I’m perennially uninspired when it comes to green salads. I can—and do--make an above-average Nicoise, a zingy corn-tomato-cilantro number and a smoked paprika-tinged carrot salad which is both rich and refreshing. But when it comes to leaves—which all too often fill the vegetable quotient of the meal—I rarely get beyond tearing open a bag (or, here in France, pulling out the salad spinner) and whisking up a vaguely mustardy vinaigrette. It’s certainly nothing to start a meal with, and it’s all too easy to bypass after a filling main course, or, as is embarrassingly common, I just can’t be bothered to do any more dishes. Add in a more than a few instances of eating dry leaves, rabbit-like, in a final attempt to up the vitamin quotient, and it’s unsurprising that the thought of salad evokes little excitement.

Behold, however, a glorious exception—or, looked at a different way, an early but significant success in my re-education.

It began with the unplanned purchase of two pigeon breasts—enough to feel like I was experimenting with something new, but insufficient to actually serve as a main course. We dithered, we discussed, I regretted buying them at all, then regretted not having bought two more. Eventually we came up with the idea of a sweet-savoury salad, combining slices of lightly seared meat, sautéed fruit and a handful of nuts. We even agreed to break out the butter—an exceptionally rare event—in order to cook the apple slices.

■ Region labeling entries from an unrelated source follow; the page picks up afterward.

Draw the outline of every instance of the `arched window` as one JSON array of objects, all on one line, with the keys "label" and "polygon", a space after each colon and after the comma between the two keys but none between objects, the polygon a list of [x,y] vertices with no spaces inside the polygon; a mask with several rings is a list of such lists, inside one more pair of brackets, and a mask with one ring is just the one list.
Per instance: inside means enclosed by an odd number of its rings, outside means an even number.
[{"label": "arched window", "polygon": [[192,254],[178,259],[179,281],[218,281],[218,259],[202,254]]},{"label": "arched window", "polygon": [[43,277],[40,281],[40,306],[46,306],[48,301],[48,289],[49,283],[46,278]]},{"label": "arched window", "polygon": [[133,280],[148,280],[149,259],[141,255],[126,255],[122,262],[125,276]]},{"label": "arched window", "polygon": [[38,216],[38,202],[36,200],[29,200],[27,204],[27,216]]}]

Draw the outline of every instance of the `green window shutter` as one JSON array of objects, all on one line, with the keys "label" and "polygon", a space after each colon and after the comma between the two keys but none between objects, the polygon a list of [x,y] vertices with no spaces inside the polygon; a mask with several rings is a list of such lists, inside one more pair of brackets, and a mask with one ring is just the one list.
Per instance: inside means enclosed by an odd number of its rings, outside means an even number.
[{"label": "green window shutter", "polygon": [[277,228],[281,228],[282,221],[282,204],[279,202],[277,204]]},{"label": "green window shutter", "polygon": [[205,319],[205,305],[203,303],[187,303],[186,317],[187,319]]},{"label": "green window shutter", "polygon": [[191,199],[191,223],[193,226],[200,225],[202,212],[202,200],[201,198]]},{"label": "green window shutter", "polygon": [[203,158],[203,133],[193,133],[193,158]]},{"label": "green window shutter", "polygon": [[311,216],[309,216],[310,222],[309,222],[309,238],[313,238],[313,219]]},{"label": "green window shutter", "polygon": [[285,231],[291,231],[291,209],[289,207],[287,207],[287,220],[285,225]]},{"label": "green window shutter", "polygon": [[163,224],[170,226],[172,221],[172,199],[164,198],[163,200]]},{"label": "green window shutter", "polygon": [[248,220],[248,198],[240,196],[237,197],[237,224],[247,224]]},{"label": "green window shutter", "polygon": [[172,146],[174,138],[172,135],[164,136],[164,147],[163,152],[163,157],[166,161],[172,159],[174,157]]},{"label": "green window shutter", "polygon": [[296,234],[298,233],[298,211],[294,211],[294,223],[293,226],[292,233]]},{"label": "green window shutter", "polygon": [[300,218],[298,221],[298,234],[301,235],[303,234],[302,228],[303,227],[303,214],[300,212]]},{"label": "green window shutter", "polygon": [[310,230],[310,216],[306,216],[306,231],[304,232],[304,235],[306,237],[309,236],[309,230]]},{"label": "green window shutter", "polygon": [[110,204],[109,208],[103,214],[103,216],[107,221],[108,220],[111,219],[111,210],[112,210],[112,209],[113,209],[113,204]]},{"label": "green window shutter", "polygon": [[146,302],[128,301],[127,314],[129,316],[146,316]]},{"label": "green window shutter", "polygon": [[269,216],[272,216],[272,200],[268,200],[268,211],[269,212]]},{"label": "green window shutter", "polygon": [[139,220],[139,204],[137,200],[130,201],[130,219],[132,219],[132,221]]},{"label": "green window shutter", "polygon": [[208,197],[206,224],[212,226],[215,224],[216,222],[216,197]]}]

While the apples slowly softened and carmelised, we toasted some pine nuts and heated a heavy pan with a fine shimmer of oil. A few minutes on a high heat gave the flesh a burnished crust while still retaining a moist interior. The meat rested, and we made a simple vinaigrette with olive oil and sherry vinegar, after which the rosy slices of pigeon, apples and nuts were mixed with the soft leaves. It was a triumph—of seasonality, of creativity, and, most importantly, of taste.

*No French title this time. The language of Moliere and Rabelais refers to these as "les feuilles mortes,” or, “the dead leaves”—perhaps not the most alluring description for a salad.

Rather than a recipe, I would suggest the following template:
-a small piece of meat (perhaps ½ a dinner portion) per person—pigeon, duck, pheasant or another game bird, either roasted and taken off the bone or sautéed and then sliced
-softened and carmelised autumn fruit—apple or pear (choose varieties that hold their shape when cooked). Poached quince could be substituted, with a bit of the syrup added to the dressing. These are all lovely when they are still a bit a warm.
-toasted nuts—walnuts, hazelnuts or pine nuts all complement the autumnal fruit
-dressing—a vinegar that is slightly sweet but not overwhelming (too me, balsamic seems too assertive to fit here), paired with olive and/or nut oil
-leaves—nothing too spiky in taste or texture. You might try lambs lettuce (mache), butter lettuce or mixed leaves which don’t contain too many bitter or crunchy pieces.